FIGURE 5. The effect of 1) meltout of englacial debris (red, (third term in Eq. 4)), 2) advection (dark blue, second term in Eq. 4) and 3) extensional/compressional ice flow (light blue, (second term in Eq. 4) as a result of three initial boundary conditions (A) constant, (B) linearly increasing with decreasing elevation and (C) linearly increasing with downglacier distance debris thickness distribution. Note that these are showing the instantaneous state for the initial boundary conditions, without time dependency. The grey dashed line indicates the upper limit of the initial debris cover distributions. In (A) we do not plot the advection term, which is zero everywhere except at the onset of the debris cover, where it is locally strongly negative and would cause the upper margin of the debris cover to shift downglacier.
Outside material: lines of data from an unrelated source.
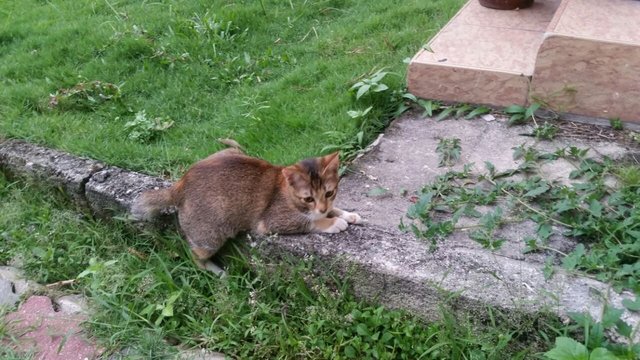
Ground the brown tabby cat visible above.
[132,141,361,273]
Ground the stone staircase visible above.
[408,0,640,123]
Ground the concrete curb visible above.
[0,136,640,340]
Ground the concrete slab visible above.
[85,167,171,217]
[0,140,104,205]
[0,113,640,344]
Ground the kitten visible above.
[131,140,361,273]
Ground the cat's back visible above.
[180,148,281,198]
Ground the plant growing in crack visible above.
[400,146,640,292]
[436,138,462,167]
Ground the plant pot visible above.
[479,0,533,10]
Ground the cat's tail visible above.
[131,186,177,221]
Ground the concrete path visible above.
[0,113,640,346]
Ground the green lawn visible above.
[0,175,568,360]
[0,0,464,176]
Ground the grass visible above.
[0,0,463,176]
[0,173,566,359]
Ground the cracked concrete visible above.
[0,114,640,344]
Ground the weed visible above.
[609,118,624,130]
[401,143,640,292]
[503,103,540,125]
[124,110,173,143]
[349,69,389,100]
[544,306,640,360]
[191,11,244,42]
[416,99,491,121]
[0,0,463,174]
[533,121,558,140]
[436,138,462,167]
[0,175,560,360]
[49,80,120,110]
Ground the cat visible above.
[131,140,362,274]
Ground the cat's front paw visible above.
[323,218,349,234]
[340,211,362,224]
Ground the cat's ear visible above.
[282,165,309,193]
[320,151,340,176]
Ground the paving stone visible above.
[56,294,89,314]
[5,296,101,360]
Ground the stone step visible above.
[408,0,560,106]
[531,0,640,123]
[407,0,640,122]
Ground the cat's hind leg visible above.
[191,247,225,276]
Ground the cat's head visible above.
[282,152,340,220]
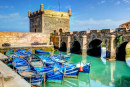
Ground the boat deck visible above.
[0,53,31,87]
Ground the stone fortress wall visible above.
[28,4,71,34]
[50,28,130,59]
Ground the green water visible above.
[42,52,130,87]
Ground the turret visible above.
[40,4,44,12]
[28,10,31,17]
[68,8,71,16]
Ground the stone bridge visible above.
[50,28,130,59]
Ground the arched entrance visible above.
[87,39,106,57]
[59,42,67,52]
[116,42,130,61]
[70,41,81,54]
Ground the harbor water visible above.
[39,49,130,87]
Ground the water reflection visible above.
[101,47,106,64]
[126,55,130,67]
[40,51,130,87]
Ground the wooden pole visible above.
[1,73,4,87]
[44,73,46,84]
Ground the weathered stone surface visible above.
[28,4,71,34]
[50,28,130,59]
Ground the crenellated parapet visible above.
[28,4,72,34]
[28,4,72,19]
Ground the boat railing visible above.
[0,72,4,87]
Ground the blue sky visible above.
[0,0,130,32]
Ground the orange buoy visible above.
[79,66,83,72]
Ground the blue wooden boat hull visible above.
[35,49,50,54]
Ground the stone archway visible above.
[87,39,106,57]
[70,41,81,54]
[59,42,67,52]
[116,41,130,61]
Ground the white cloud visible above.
[116,1,120,5]
[126,8,130,10]
[0,6,14,8]
[98,0,106,4]
[71,18,129,31]
[65,5,71,9]
[123,0,130,4]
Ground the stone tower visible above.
[28,4,71,34]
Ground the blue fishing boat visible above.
[35,49,50,54]
[76,62,91,73]
[54,53,71,59]
[13,57,43,86]
[15,49,32,56]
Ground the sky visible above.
[0,0,130,32]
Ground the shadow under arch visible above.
[59,42,67,52]
[116,41,129,61]
[87,39,106,57]
[70,41,81,54]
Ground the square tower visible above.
[28,4,71,34]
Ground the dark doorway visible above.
[87,39,102,57]
[116,42,128,61]
[70,41,81,54]
[59,28,62,32]
[59,42,67,52]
For an initially constant debris thickness 1), the melt out of englacial debris is stronger further downglacier and the deceleration of ice flow causes convergence of the debris layer (Figure 5A). This leads to an increase of debris thickness along glacier that is stronger further downglacier and hence, the initially constant debris thickness will not be sustained. In the case of an initially varying debris thickness 2) and 3), there is an obvious incompatibility of monotonic downglacier variation of debris thickening with strongly non-linear melt out, so that these terms cannot cancel each other out to sustain a constant debris thickness distribution downglacier (see Figures 5B,C). These illustrative figures highlight that, as also indicated by considering Eqs 5, 6, that a constant debris thickness is unlikely to be sustained for a prescribed set of constant climate conditions even for the simplest glacier cases.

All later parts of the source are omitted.